Nie było jeszcze tematu o tym jak 5 postrzegają prywatność w ogólniejszym sensie a moim zdaniem ta kwestia zasługuje na osobny wątek, bo ta kwestia przewijała się w wielu innych kontekstach.
Był już temat nt ochrony własnego terytorium... ale temat ochrony terytorium został właściwie nie napoczęty a zamienił się raczej w litanie niż dyskusje na temat.

Piątki teoretycznie rozwijają się w otoczeniu, gdzie ich swoboda lub prywatność były w jakiś posób ograniczone. Jaki ma to wpływ na piątkowe podejście do prywatności? W jaki sposób Piątka działa, by chronić swoją prywatność...?

Być może co ważniejsze, czy czujecie się dobrze ze swoim podejściem do prywatności, czy może jest to jakaś przeszkoda w codzienności czy kontaktach z innymi?

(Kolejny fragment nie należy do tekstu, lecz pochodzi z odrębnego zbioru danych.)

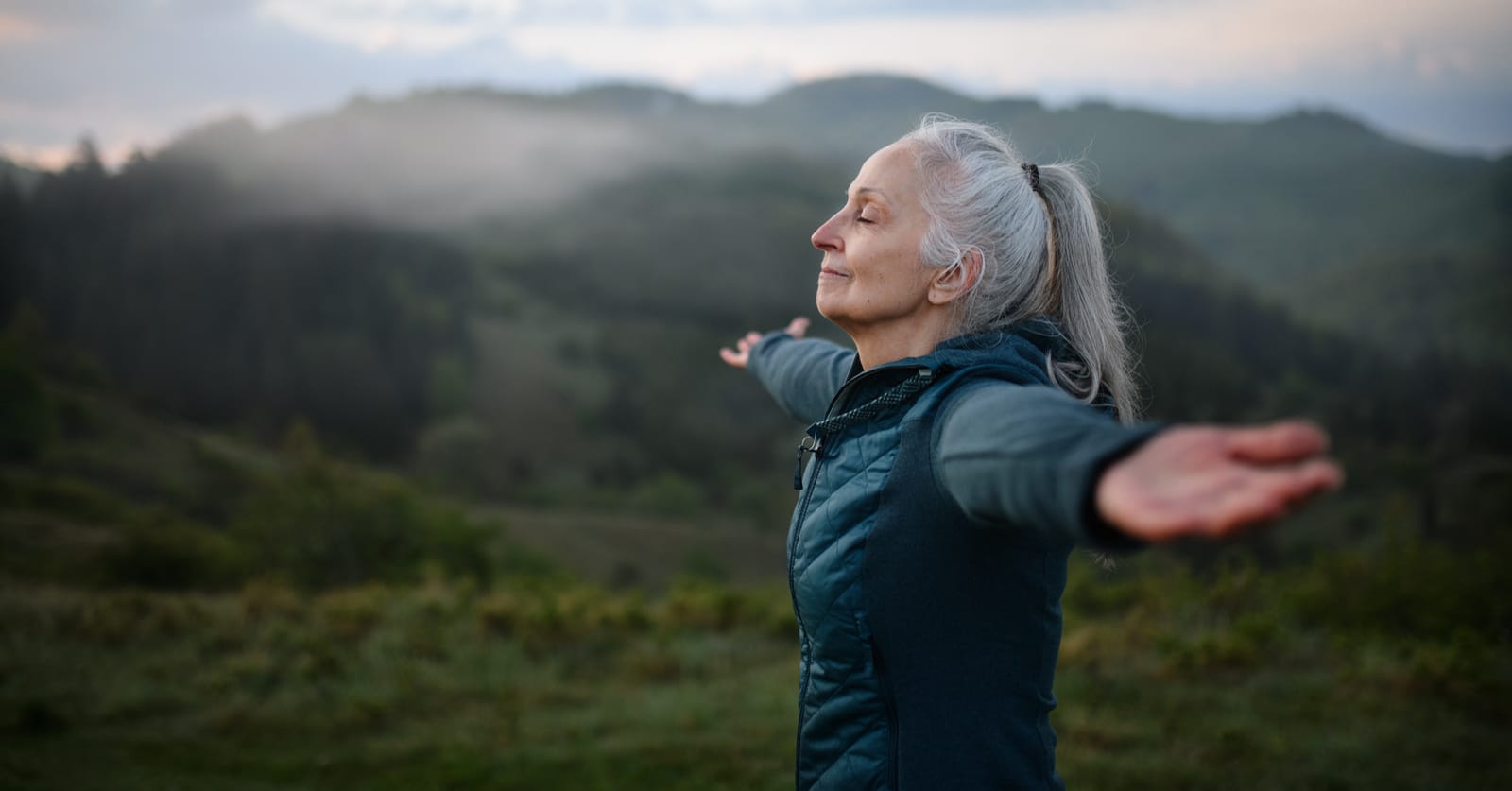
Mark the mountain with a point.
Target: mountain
(1292, 204)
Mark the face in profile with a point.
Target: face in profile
(871, 272)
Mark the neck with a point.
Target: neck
(896, 340)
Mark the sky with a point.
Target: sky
(135, 73)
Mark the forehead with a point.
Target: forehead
(892, 171)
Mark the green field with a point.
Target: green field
(1168, 679)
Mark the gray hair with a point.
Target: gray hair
(1040, 251)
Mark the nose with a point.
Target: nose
(828, 236)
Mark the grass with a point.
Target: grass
(1168, 679)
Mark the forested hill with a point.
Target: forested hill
(564, 353)
(519, 297)
(1308, 206)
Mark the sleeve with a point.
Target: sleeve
(801, 375)
(1032, 456)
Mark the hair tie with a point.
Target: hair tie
(1033, 171)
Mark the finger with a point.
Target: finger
(733, 357)
(1269, 495)
(1287, 440)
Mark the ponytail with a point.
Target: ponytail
(1040, 238)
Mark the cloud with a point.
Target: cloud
(140, 70)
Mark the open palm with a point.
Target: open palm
(1214, 480)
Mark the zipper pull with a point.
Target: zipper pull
(811, 445)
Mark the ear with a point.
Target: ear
(953, 282)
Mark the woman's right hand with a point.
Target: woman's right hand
(741, 354)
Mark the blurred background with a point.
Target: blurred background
(362, 425)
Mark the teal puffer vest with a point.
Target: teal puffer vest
(927, 640)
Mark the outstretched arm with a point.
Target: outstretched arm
(1214, 480)
(741, 354)
(801, 375)
(1035, 458)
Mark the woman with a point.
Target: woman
(975, 435)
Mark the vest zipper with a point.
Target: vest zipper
(816, 448)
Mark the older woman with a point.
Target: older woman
(977, 431)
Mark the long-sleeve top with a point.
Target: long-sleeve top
(927, 556)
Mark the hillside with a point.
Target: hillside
(1287, 203)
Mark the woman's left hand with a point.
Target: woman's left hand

Możemy pogadać tu https://t.me/joinchat/aHxHU7go8yQ4MmRl

Odnajdziesz mnie na rozstajach dróg. Sprawcy podobno wracają
po śladach swych, a gdy wrócisz tu, gdzie czas w zdumieniu przystanął
to nie mów nic. Już nie ty, nie ja. Inna już rzeka tam płynie.

Awatar użytkownika
rpds
Posty: 56
Rejestracja: niedziela, 27 lutego 2011, 16:44
Enneatyp: Obserwator

Re: Prywatność

#2 Post autor: rpds » wtorek, 3 maja 2011, 12:03

Pisałem już w jednym temacie, że mieszkam w akademiku i tam coś takiego jak własne terytorium praktycznie nie istnieje. Jest jedna własna szafka i komputer, musiałem się do tego przyzwyczaić i przyznam, że z upływającym czasem, z naruszaniem mojej prywatności mam coraz mniejszy problem. Pozwalam nawet ludziom bez oporów korzystać z mojego komputera nie czując przy tym dyskomfortu, jednak nie znoszę kiedy ktoś kuka mi zza pleców co na nim robię. No, ale poza akademikiem są też weekendy i wszelkie dłuższe przerwy, które spędzam w domu. Tu sprawa wygląda już trochę inaczej bo przed rodzicami chronię swoją prywatność w znacznie większym stopniu niż przed znajomymi z akademika i nie wyobrażam sobie np., żeby oni mogli korzystać z mojego komputera, w ogóle nie lubię kiedy wchodzą do mojego pokoju. Niedawno np strasznie zdenerwowała mnie sytuacja kiedy matka napomknęła coś, że kiedy rozmawiała ze mną przez telefon to słyszała w tle fragmenty rozmów moich znajomych i była zniesmaczona jakim językiem posługuje się moje towarzystwo. Dosłownie wybuchłem, zawsze oddzielałem te dwa światy (dom, znajomi), a ona naruszyła moją granicę i jeszcze prawi mi wyrzuty. Także odnosząc się do ostatniego pytania to mam wrażenie, że w celu ochrony prywatności na własne potrzeby podzieliłem swoją przestrzeń życiową na różne sfery - to jest np. rodzina, znajomi (przy czym tę grupę podzieliłbym na kilka podgrup), internet, gdzie w każdej z nich odkrywam inne aspekty swojej osobowości i nie lubię kiedy się one nazbyt mieszają, oczywiście w jakimś stopniu jest to nie do uniknięcia, chociażby przez hybrydy typu facebook ;)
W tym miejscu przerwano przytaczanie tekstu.